小学校1年生のころ、大好きなドラゴンボールのOPを、テレビの前で大きな声で曲に合わせて気持ちよく歌っていたところ、丁度、アタマ空っぽの辺りで、横で夕食の準備をしていた母から「あんた音痴ねぇ」と言われたこと。
意味がわからず、音痴って?と訊きかえすと、歌がものすごく下手なことだ、と身も蓋もない回答。
幼心にものすごくショックで、以来、人前で声を出して歌うことをやめた。
本来、声に出して歌うことで育つはずの歌唱力は、成長をやめ、わたしは音痴なままになってしまった。と思っている。
それからは、音楽の授業では口パクを貫き、あくまで喉を鳴らさず呼気だけで歌い、息継ぎも忘れないという姑息な手法だけが磨かれていった。
高校のコーラス大会では、指揮に立候補したクラスメイトが、他のクラスメイトからの密告のもと、わたしが発声しているかを確認するために周囲を虎のようにグルグル回り続けたりもした。

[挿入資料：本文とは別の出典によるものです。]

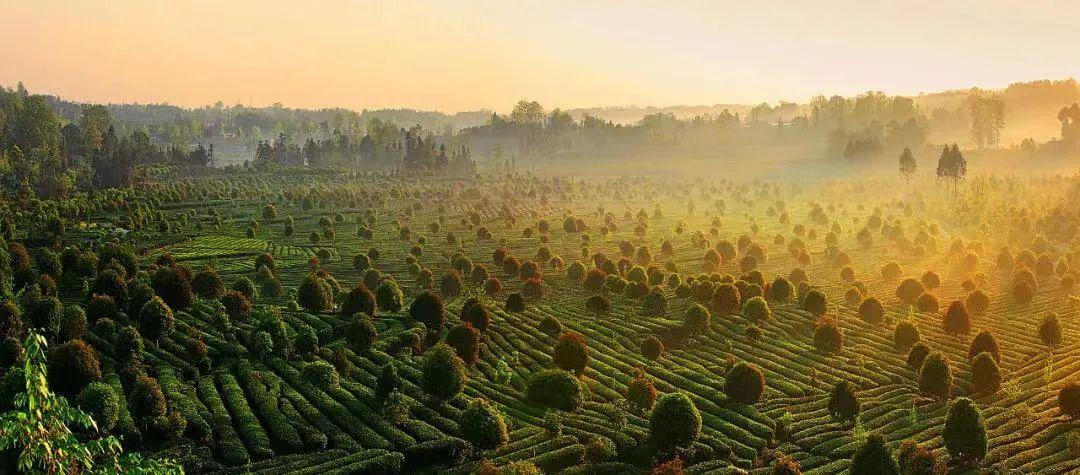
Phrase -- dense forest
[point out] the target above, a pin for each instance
(55, 147)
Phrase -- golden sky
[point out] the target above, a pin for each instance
(453, 56)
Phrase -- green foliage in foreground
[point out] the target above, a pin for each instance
(40, 430)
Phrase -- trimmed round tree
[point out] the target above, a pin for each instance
(844, 405)
(652, 348)
(102, 403)
(874, 458)
(675, 422)
(744, 383)
(640, 393)
(443, 372)
(237, 306)
(1050, 330)
(964, 432)
(71, 366)
(935, 376)
(146, 401)
(483, 426)
(1068, 399)
(464, 340)
(556, 389)
(156, 321)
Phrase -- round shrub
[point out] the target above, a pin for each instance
(964, 432)
(102, 403)
(874, 458)
(916, 460)
(156, 320)
(844, 405)
(556, 389)
(146, 401)
(744, 383)
(675, 422)
(640, 393)
(443, 372)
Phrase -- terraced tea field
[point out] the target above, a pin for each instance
(295, 387)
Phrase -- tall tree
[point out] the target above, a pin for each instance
(907, 164)
(952, 165)
(987, 120)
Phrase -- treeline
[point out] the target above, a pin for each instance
(44, 153)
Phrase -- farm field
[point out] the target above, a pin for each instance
(313, 363)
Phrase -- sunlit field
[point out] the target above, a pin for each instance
(755, 300)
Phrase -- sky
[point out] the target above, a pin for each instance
(469, 55)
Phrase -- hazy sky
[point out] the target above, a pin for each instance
(487, 54)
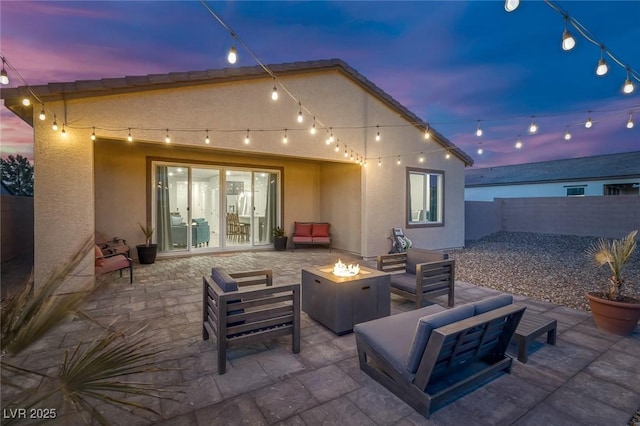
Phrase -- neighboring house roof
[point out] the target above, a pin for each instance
(599, 167)
(110, 86)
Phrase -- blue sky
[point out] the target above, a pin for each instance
(452, 63)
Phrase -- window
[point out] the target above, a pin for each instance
(425, 205)
(575, 191)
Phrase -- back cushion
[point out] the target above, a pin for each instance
(224, 280)
(426, 325)
(320, 230)
(302, 229)
(491, 303)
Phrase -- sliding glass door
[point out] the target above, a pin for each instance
(200, 208)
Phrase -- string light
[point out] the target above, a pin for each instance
(511, 5)
(4, 77)
(568, 42)
(589, 123)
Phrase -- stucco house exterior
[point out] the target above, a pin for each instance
(187, 188)
(611, 174)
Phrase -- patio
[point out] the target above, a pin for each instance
(588, 377)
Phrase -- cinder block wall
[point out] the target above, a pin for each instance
(609, 217)
(17, 226)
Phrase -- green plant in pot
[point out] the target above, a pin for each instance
(147, 252)
(613, 311)
(279, 239)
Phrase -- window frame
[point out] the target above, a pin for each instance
(409, 224)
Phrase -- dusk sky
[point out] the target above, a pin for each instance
(451, 63)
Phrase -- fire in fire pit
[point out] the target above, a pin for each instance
(342, 270)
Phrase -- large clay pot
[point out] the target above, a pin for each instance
(147, 253)
(619, 318)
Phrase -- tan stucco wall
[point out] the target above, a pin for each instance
(65, 190)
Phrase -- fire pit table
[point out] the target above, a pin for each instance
(339, 302)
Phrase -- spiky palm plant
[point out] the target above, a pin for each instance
(89, 374)
(615, 254)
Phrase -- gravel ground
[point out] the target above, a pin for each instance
(551, 268)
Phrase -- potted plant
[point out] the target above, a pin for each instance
(147, 252)
(613, 311)
(279, 239)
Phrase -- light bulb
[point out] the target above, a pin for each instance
(602, 67)
(628, 86)
(568, 42)
(511, 5)
(232, 57)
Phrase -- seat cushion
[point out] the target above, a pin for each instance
(302, 229)
(320, 230)
(491, 303)
(391, 336)
(224, 280)
(426, 325)
(404, 281)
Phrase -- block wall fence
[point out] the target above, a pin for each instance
(605, 216)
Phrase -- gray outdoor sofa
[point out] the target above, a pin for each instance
(433, 355)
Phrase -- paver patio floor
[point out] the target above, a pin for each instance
(587, 378)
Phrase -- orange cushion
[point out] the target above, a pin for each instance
(98, 254)
(320, 230)
(302, 229)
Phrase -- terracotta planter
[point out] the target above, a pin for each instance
(619, 318)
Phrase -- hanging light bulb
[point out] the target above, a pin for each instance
(628, 84)
(511, 5)
(518, 143)
(567, 134)
(602, 67)
(232, 57)
(568, 42)
(589, 123)
(300, 117)
(478, 130)
(4, 77)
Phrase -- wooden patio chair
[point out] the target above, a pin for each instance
(239, 317)
(451, 351)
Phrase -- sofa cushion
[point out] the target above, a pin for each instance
(99, 256)
(391, 336)
(320, 230)
(302, 229)
(404, 281)
(224, 280)
(426, 325)
(491, 303)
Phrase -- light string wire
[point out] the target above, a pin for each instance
(589, 37)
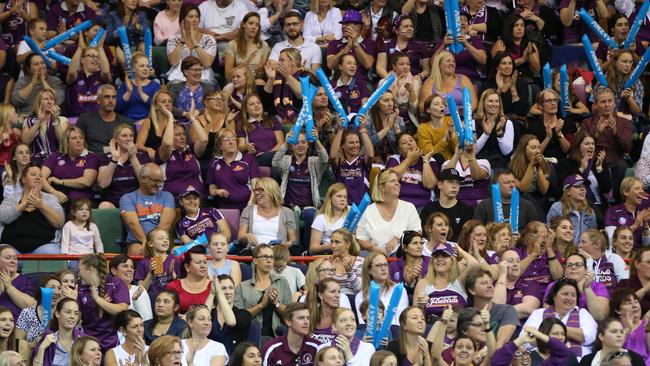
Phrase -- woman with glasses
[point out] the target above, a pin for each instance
(594, 295)
(194, 285)
(231, 174)
(563, 304)
(266, 220)
(266, 295)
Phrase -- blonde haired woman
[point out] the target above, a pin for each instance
(384, 221)
(151, 131)
(495, 133)
(446, 82)
(43, 129)
(375, 268)
(247, 49)
(266, 220)
(330, 218)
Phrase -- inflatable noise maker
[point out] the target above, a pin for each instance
(452, 17)
(201, 240)
(54, 41)
(497, 205)
(595, 27)
(373, 312)
(564, 91)
(374, 98)
(638, 70)
(593, 61)
(640, 17)
(354, 215)
(331, 95)
(305, 117)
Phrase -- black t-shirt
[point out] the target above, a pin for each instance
(458, 215)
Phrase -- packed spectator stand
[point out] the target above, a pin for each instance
(353, 182)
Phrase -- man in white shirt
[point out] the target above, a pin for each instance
(311, 54)
(221, 20)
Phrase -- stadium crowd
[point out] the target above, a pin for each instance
(519, 241)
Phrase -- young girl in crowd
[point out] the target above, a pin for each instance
(158, 268)
(80, 234)
(218, 247)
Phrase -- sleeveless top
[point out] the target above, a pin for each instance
(456, 93)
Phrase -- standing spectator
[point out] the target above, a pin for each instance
(99, 127)
(146, 208)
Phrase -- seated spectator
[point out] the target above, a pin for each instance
(297, 320)
(351, 42)
(351, 162)
(220, 265)
(20, 158)
(575, 204)
(63, 331)
(581, 326)
(266, 295)
(43, 129)
(28, 323)
(445, 81)
(584, 161)
(34, 79)
(88, 70)
(122, 267)
(418, 53)
(510, 84)
(330, 217)
(205, 351)
(247, 49)
(386, 219)
(613, 134)
(125, 322)
(134, 98)
(258, 135)
(475, 173)
(146, 208)
(323, 23)
(100, 127)
(152, 129)
(417, 171)
(523, 51)
(193, 286)
(70, 173)
(496, 133)
(230, 324)
(166, 23)
(231, 174)
(31, 219)
(119, 169)
(194, 90)
(101, 297)
(196, 220)
(165, 321)
(191, 42)
(128, 15)
(266, 221)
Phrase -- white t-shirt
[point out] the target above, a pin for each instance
(204, 355)
(310, 52)
(373, 228)
(320, 223)
(221, 20)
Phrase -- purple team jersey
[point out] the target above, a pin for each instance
(102, 327)
(205, 222)
(63, 167)
(124, 179)
(235, 178)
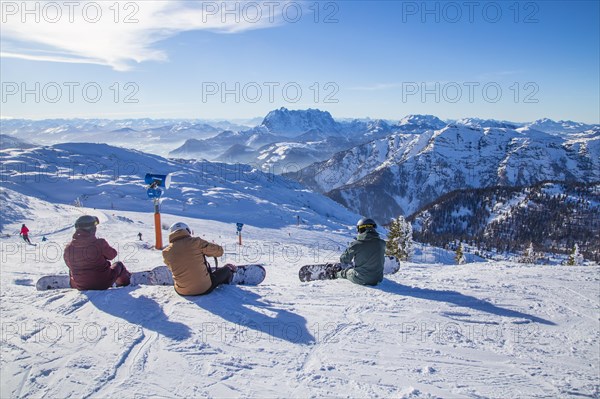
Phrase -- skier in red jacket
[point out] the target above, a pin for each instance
(88, 259)
(25, 234)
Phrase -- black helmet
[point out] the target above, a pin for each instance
(86, 222)
(365, 224)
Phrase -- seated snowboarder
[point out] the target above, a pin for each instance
(368, 254)
(88, 259)
(186, 257)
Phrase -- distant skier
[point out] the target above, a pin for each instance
(368, 254)
(88, 259)
(186, 257)
(25, 234)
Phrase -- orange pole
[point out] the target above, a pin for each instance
(157, 227)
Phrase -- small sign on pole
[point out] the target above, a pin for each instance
(154, 192)
(239, 232)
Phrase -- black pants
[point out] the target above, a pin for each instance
(220, 276)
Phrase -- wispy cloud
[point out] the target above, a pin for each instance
(118, 34)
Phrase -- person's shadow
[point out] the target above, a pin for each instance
(251, 318)
(139, 311)
(456, 298)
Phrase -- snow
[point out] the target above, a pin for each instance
(434, 329)
(495, 330)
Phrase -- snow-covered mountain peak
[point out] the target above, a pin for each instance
(292, 123)
(560, 127)
(421, 121)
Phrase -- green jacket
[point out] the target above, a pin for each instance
(368, 254)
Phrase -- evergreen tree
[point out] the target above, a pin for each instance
(399, 243)
(460, 255)
(529, 256)
(575, 258)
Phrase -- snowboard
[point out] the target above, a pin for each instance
(253, 274)
(326, 271)
(160, 275)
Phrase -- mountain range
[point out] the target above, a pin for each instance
(379, 167)
(405, 171)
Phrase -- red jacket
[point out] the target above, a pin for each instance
(88, 259)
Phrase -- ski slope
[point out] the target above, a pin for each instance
(493, 330)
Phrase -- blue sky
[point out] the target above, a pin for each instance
(510, 60)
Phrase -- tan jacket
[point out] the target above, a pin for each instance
(185, 256)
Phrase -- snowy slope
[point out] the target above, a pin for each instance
(157, 136)
(106, 177)
(493, 330)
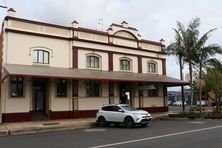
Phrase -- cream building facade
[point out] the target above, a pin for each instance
(59, 72)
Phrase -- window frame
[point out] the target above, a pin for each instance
(62, 87)
(17, 83)
(154, 69)
(44, 52)
(93, 61)
(123, 66)
(93, 89)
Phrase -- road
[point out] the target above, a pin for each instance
(167, 134)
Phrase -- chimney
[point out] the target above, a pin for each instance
(124, 24)
(75, 24)
(162, 41)
(11, 12)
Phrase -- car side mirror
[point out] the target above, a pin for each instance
(120, 110)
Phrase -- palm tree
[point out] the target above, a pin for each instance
(204, 58)
(183, 48)
(177, 50)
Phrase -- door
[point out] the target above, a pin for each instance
(39, 95)
(125, 93)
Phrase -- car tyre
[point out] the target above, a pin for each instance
(101, 122)
(144, 124)
(129, 122)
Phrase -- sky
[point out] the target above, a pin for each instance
(153, 18)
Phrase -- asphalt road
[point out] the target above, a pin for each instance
(167, 134)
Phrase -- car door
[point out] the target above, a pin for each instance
(117, 114)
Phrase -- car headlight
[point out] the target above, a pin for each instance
(136, 114)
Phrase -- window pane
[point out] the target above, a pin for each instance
(35, 56)
(46, 57)
(40, 56)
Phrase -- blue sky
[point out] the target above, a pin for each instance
(153, 18)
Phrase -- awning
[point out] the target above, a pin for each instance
(67, 73)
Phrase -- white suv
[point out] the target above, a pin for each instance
(122, 113)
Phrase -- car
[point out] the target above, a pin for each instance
(122, 113)
(179, 103)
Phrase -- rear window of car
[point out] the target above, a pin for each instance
(107, 108)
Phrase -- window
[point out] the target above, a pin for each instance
(124, 64)
(92, 88)
(61, 88)
(92, 62)
(17, 86)
(40, 56)
(153, 92)
(152, 67)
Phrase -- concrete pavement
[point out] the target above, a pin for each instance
(32, 127)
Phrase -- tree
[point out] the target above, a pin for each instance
(203, 59)
(213, 81)
(183, 47)
(177, 50)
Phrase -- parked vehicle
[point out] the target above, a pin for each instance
(179, 103)
(122, 113)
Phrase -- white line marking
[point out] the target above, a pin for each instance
(156, 137)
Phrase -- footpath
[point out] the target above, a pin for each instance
(32, 127)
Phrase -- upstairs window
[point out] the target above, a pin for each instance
(152, 67)
(92, 62)
(17, 86)
(125, 64)
(93, 88)
(61, 88)
(40, 56)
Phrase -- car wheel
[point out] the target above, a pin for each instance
(143, 124)
(129, 122)
(101, 122)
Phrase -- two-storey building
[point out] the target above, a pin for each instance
(59, 72)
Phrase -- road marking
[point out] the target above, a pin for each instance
(156, 137)
(197, 122)
(95, 130)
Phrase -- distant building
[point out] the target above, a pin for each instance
(60, 72)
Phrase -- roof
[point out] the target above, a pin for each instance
(67, 73)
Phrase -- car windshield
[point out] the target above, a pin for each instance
(128, 108)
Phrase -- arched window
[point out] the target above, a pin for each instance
(40, 56)
(125, 64)
(92, 61)
(152, 67)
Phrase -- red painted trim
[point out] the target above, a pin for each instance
(60, 114)
(115, 52)
(72, 114)
(16, 117)
(36, 22)
(110, 61)
(155, 109)
(120, 46)
(135, 38)
(75, 57)
(37, 34)
(131, 28)
(84, 113)
(140, 64)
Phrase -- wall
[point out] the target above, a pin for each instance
(20, 50)
(82, 54)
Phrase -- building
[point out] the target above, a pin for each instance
(58, 72)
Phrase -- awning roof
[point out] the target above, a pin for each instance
(67, 73)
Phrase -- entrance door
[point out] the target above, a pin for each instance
(39, 98)
(125, 93)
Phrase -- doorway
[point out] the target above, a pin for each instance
(125, 91)
(39, 87)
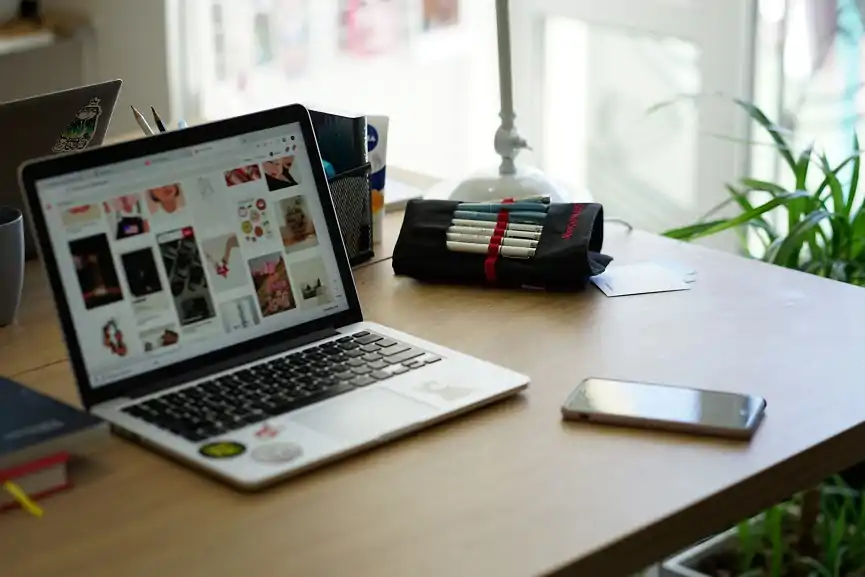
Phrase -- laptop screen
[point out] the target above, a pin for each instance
(175, 255)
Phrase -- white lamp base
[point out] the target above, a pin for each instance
(491, 186)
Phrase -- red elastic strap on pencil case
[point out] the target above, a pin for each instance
(495, 244)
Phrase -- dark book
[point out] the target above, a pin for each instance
(33, 426)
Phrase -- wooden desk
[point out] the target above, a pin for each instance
(510, 490)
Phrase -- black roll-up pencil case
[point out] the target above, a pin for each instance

それでも頑なに人前で歌うことはせず、大学生になってもタンバリンかDA PUMPのKENに徹し、音をとって歌うことを避け続けた。(ラップにも音程が必要なことは最近知った。)
社交上、歌うことが避けられなくなった社会人になってからは、酔うことを覚えて、アルコールのせいの音痴を演じる日々。
ただ、1人の時はものすごく歌う。アニソンをすごく歌う。
この間、マンションのエレベーター内で聖闘士星矢をやや大きな声(効果音付き)で歌っていたら、エレベーターを降りたところでまさかの住人と出くわしてしまった。
恥ずかしかったけれど、でも歌うことはやめない。
そんなわたしの唯一の自慢は、絶対音感があることだ。